The major difference in any type of HOS-level virtualization-based backup performance typically has to do with compression (the algorithm used) and deduplication (whether inline or post-processing is used, whether local or global deduplication is used, and the like.) What confused us was that in our labs Unitrends, because it uses inline compression but post-processing global deduplication, typically is faster than products that do inline deduplication at the backup job level.
Now, there’s one more wrinkle in the story. In addition to HOS-level backup, Unitrends also supports what is called GOS-level backup. GOS-level backup in a virtual system simply treats the virtual machine as if it were a physical machine – in fact the GOS-level software typically doesn’t have a clue as to whether it’s running on a physical or a virtual machine.
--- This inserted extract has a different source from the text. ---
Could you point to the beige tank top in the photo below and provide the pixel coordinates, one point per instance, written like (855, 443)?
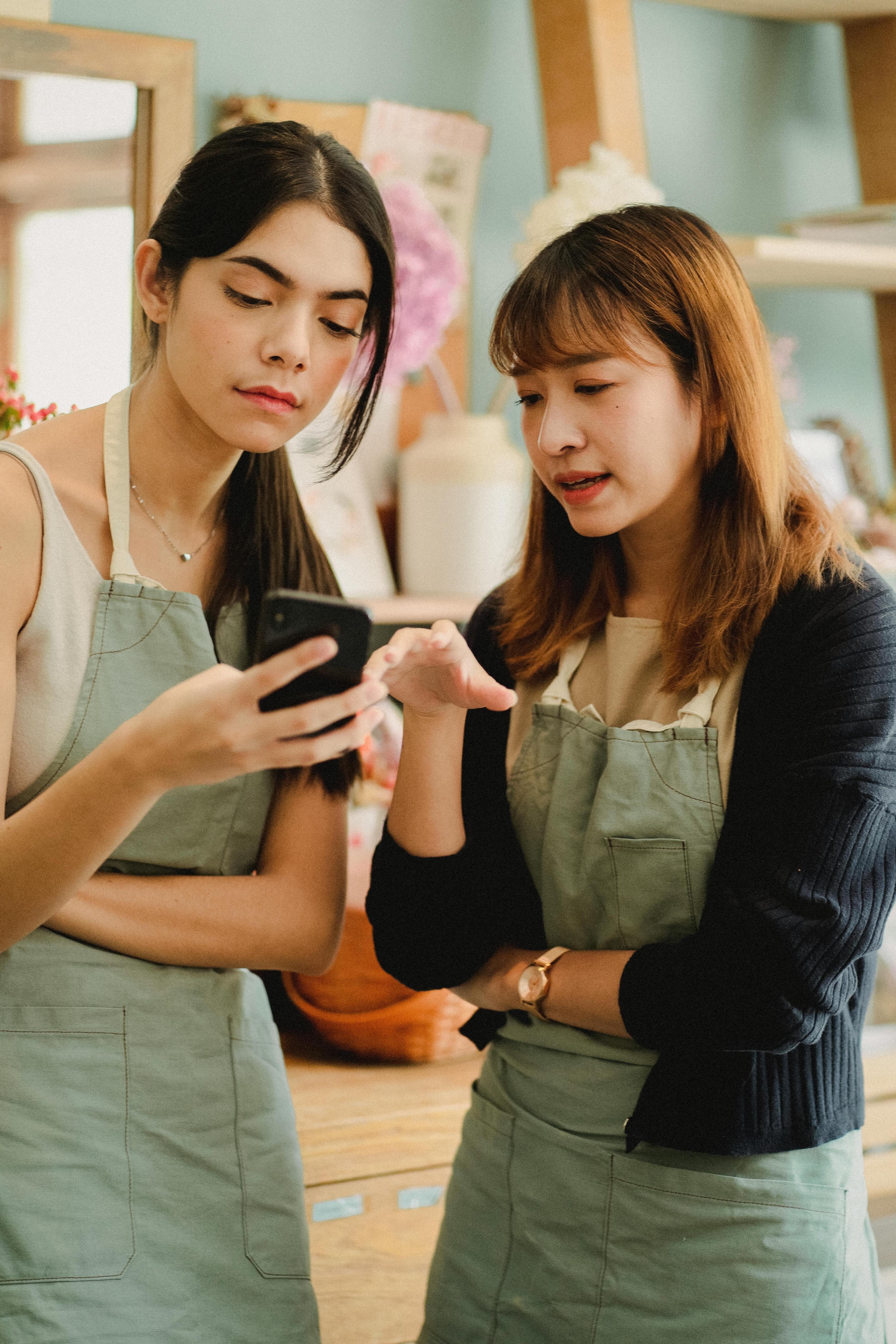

GOS-level backup can be done at an image-level (bare metal is an example) or a file level for ingest rates.
What’s typically the critical path with GOS-level backup? The Windows file system (NTFS) is slower when performing read operations than treating the entire virtual machine (in an HOS-level backup) or the disk within that virtual machine (in a GOS-level backup) as a series of blocks (or an image.) This applies to the first master. After that, you use techniques such as incremental forever to drastically lower all successive backups
What that means is for the same set of files, an HOS-level backup is faster than a GOS-level file-level backup. Now – the advantage to GOS-level file-level backup is that you can be a lot more selective about which files you choose to backup – so if you’re backing up 10X fewer files (for example) the slowness of NTFS is offset by dramatically fewer total read operations (and of course deduplication has much less work to do.)
What did we in the end discover? That a comparison was being made between our GOS-level backup to an HOS-level backup on a file-for-file basis.